Sleep conditions were also linked to BMD. A poor sleep pattern was significantly correlated to reduced BMD when compared to a healthy sleep pattern. Moreover, results of the previous studies revealed that people with later bedtime had a lower femoral BMD and higher risk of osteoporosis than those with normal sleep duration along with usual bedtime [18, 31]. On the other hand, over-sleeping or excess daytime sleep had little effect on BMD [32, 33]. Our study did not specifically assess bedtime or daytime sleep due to lack of data. Nevertheless, the results of present study indicate excessive sleep is not significantly associated with greater likelihood of osteoporosis.

With regard to the potential combined effects of sleep duration and physical activity, our findings show that greater physical activity may be protective against osteoporosis in short sleepers. In addition, it is important to point out that a moderate physical activity (< 20 METs/week) combined with a normal sleep duration (6.5–8 h/day) did not reduce the likelihood of osteoporosis compared to short sleepers who had zero physical activity. To take into account the lifestyle in the modern society, most people can be categorized as having a physical activity level of < 20 METs/week, and our results might suggest that increasing physical activity (≥ 20 METs/week) may be one of the key in lowing the risk of osteoporosis.

Another interesting finding is that when considering the effect of sleep duration and physical activity at the same time, either METs ≥ 20 with a 6.5–8 h’ sleep or ≥ 8h sleep had significantly lower likelihood of osteoporosis compared to short sleepers with no physical activity. This suggest that sleep and physical activity level might have certain interplay and should better be considered together, as a balance of good and bad, in the context of osteoporosis. Among those who have a high physical activity, 6.5 h of sleep may be enough to keep their BMD

Strengths and Limitations

There are two strengths in our study. Firstly, this study evaluated the potential combined effect of sleep duration and physical activity in association with osteoporosis, which there were insufficient evidence in the literature. Secondly, since this study provides explicit epidemiological evidence based on a nationally representative database, the findings are likely generalizable to the overall Taiwanese population.
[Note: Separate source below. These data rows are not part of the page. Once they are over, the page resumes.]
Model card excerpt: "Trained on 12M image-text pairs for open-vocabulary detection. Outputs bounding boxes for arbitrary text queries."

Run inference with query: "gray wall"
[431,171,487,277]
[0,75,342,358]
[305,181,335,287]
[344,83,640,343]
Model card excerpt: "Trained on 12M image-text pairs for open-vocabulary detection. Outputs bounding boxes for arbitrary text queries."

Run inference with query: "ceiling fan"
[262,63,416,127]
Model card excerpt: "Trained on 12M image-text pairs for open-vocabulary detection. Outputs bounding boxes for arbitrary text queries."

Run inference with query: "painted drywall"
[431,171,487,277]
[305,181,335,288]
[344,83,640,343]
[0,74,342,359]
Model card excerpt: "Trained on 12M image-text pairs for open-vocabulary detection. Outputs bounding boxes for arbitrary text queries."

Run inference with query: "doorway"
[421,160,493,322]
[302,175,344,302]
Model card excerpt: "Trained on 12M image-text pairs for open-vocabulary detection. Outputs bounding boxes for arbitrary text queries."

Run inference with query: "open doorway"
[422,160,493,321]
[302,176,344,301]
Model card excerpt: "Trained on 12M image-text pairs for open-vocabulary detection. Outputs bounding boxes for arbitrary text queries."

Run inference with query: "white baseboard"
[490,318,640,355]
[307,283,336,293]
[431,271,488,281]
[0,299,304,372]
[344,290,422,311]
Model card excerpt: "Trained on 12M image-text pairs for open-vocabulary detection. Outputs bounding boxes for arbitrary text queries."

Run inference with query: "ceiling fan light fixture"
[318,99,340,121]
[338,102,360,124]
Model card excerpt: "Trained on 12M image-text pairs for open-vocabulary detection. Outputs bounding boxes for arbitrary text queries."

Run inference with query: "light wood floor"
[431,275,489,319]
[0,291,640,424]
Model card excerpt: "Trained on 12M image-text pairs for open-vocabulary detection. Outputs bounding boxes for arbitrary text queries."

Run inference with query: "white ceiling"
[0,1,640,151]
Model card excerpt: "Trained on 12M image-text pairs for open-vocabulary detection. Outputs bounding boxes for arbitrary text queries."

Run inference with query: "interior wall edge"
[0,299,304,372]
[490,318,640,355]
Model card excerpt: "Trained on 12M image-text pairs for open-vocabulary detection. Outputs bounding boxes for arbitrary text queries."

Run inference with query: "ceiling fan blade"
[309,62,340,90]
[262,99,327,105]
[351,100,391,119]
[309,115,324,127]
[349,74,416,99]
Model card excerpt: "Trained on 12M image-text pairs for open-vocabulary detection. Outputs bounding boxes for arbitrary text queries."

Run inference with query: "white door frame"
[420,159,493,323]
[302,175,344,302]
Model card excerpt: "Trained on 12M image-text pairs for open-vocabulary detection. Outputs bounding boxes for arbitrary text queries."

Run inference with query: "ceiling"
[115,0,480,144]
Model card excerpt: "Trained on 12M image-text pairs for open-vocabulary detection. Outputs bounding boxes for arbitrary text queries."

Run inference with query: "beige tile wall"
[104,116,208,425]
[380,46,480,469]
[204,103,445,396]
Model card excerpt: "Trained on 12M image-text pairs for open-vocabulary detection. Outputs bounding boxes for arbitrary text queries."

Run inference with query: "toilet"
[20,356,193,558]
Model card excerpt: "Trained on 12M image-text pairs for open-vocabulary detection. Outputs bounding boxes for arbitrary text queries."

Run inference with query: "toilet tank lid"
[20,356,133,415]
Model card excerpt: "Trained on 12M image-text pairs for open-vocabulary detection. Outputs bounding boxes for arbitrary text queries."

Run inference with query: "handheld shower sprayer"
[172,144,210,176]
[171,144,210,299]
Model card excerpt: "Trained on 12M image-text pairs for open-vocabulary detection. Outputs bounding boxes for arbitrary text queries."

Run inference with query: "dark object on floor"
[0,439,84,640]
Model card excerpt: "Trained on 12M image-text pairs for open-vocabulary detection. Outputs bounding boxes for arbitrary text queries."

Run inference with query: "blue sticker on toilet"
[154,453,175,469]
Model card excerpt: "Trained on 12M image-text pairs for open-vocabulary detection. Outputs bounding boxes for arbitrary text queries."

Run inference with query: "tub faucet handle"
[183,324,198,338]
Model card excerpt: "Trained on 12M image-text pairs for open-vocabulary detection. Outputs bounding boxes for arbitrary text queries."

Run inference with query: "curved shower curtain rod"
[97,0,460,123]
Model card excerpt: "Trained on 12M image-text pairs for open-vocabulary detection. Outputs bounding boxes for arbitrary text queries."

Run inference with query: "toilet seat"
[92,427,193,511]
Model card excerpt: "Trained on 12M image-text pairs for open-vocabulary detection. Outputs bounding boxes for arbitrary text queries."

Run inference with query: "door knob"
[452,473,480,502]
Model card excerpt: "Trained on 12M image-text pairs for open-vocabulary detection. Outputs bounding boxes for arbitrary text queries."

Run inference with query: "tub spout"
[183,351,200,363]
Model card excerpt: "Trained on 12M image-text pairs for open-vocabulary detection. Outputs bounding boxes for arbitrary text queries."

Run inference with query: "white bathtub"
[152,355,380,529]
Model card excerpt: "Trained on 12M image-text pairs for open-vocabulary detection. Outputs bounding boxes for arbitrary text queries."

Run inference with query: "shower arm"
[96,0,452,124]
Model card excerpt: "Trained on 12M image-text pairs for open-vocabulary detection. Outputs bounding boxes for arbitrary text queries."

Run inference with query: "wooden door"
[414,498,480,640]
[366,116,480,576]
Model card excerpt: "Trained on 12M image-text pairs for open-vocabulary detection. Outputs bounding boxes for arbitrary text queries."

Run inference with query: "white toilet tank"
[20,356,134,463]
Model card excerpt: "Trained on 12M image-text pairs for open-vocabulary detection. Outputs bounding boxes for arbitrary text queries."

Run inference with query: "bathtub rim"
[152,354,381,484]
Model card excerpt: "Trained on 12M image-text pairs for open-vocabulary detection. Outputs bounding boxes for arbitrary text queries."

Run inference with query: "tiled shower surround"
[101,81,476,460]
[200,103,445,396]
There are also limitations. This study is of cross-sectional design thus rigid causal inferences cannot be made. We cannot capture whether and how sleep duration and physical activity impact bone loss and the development of osteoporosis by time. Sleep duration and physical activity were identified through interview questionnaires, in which inaccurate reporting or recall bias might have occurred. Sleep quantity and quality would decrease with aging, and aging increases the prevalence of common sleep disorders, which may probably influence the data on sleep duration. These issues might limit the interpretation of the findings in the present analyses. Lastly, there may be unknown confounders not included in the Taiwan Biobank dataset therefore could not be considered in the analyses.

Conclusions

This study presents the first report assessing the joint effects of sleep duration and physical activity METs on T-score and osteoporosis of total femoral area in the general adult population of Taiwan. Excessive sleep is not associated with greater likelihood of osteoporosis, whereas higher physical activity METs was associated with reduced chance of osteoporosis. In short sleepers, high physical activity is associated with lower chance of osteoporosis. Normal sleep duration with enough physical activity also lowers the likelihood of osteoporosis. The findings emphasize the role of both sleep duration and physical activity in association with osteoporosis. Future prospective studies are needed to investigate the interplay between physical activity and sleep duration.